J’ai déjà dit dans les quatre notes de lecture précédentes tout le bien que je pense de cette série à la fois profondément inscrite dans son environnement de giallo italien contemporain (avec ses filiations et correspondances du côté de Carlo Lucarelli ou d’Andrea Camilleri, pour ne citer qu’eux) et relativement hors normes sous bien d’autres aspects : son intime puissance géographique lui permettant de se glisser dans l’essence de ce qui fait la ville, la campagne et la montagne dans cette Émilie-Romagne d’aujourd’hui, aux frontières si poreuses, ses ramifications historiques, qui lui permettent de faire porter en permanence les grandes ombres du passé (deuxième guerre mondiale, guerre civile larvée ou ouverte, années de plomb ou recompositions politiques encore presque fraîches), ramenées bien entendu à leur échelle humaine, et sa capacité rare, enfin, à intriquer la vie personnelle de son protagoniste principal, vie évolutive soumise à constantes et à surprises – ce qui est un art particulièrement délicat dans les séries policières au long cours, comme en témoignent les facilités et les gommages dont usent souvent nombre de ses confrères.

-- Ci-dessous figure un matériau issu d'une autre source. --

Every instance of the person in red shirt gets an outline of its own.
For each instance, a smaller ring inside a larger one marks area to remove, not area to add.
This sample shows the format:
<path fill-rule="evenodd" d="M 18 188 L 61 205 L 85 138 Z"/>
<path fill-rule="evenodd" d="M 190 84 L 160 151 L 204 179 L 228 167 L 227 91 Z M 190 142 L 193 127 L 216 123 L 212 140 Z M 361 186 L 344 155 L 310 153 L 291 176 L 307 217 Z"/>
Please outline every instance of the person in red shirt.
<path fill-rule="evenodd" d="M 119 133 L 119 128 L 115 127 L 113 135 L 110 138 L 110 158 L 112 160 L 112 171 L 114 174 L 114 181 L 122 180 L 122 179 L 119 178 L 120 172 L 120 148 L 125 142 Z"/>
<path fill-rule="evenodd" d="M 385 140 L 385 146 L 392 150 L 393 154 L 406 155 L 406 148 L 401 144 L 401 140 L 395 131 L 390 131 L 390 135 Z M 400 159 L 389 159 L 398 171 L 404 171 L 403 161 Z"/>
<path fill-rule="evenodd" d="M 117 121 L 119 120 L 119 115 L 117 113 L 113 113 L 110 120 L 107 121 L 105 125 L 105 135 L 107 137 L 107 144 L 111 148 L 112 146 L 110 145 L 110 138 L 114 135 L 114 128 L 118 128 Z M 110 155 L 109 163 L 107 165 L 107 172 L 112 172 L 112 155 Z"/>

Avec « Or, encens et poussière », une forme étrange et poétique de cycle des temps et des lieux semble s’esquisser dans la série, puisqu’après la ville humble de « La pension de la via Saffi », la montagne des « Ombres de Montelupo » et la ville cossue des « Mains vides », on semble d’abord revenir à la plaine inondable du « Fleuve des brumes », avant que, une fois de plus, les liens souterrains qui relient le disjoint n’apparaissent, le plus souvent sous l’effet de l’extrême attention portée aux lieux et aux gens par le commissaire Soneri, policier nostalgique du passé sans doute, mais n’éprouvant pourtant nul besoin d’en devenir réactionnaire. Et c’est peut-être bien là l’une des raisons de l’intense attachement que l’on éprouve désormais à son égard.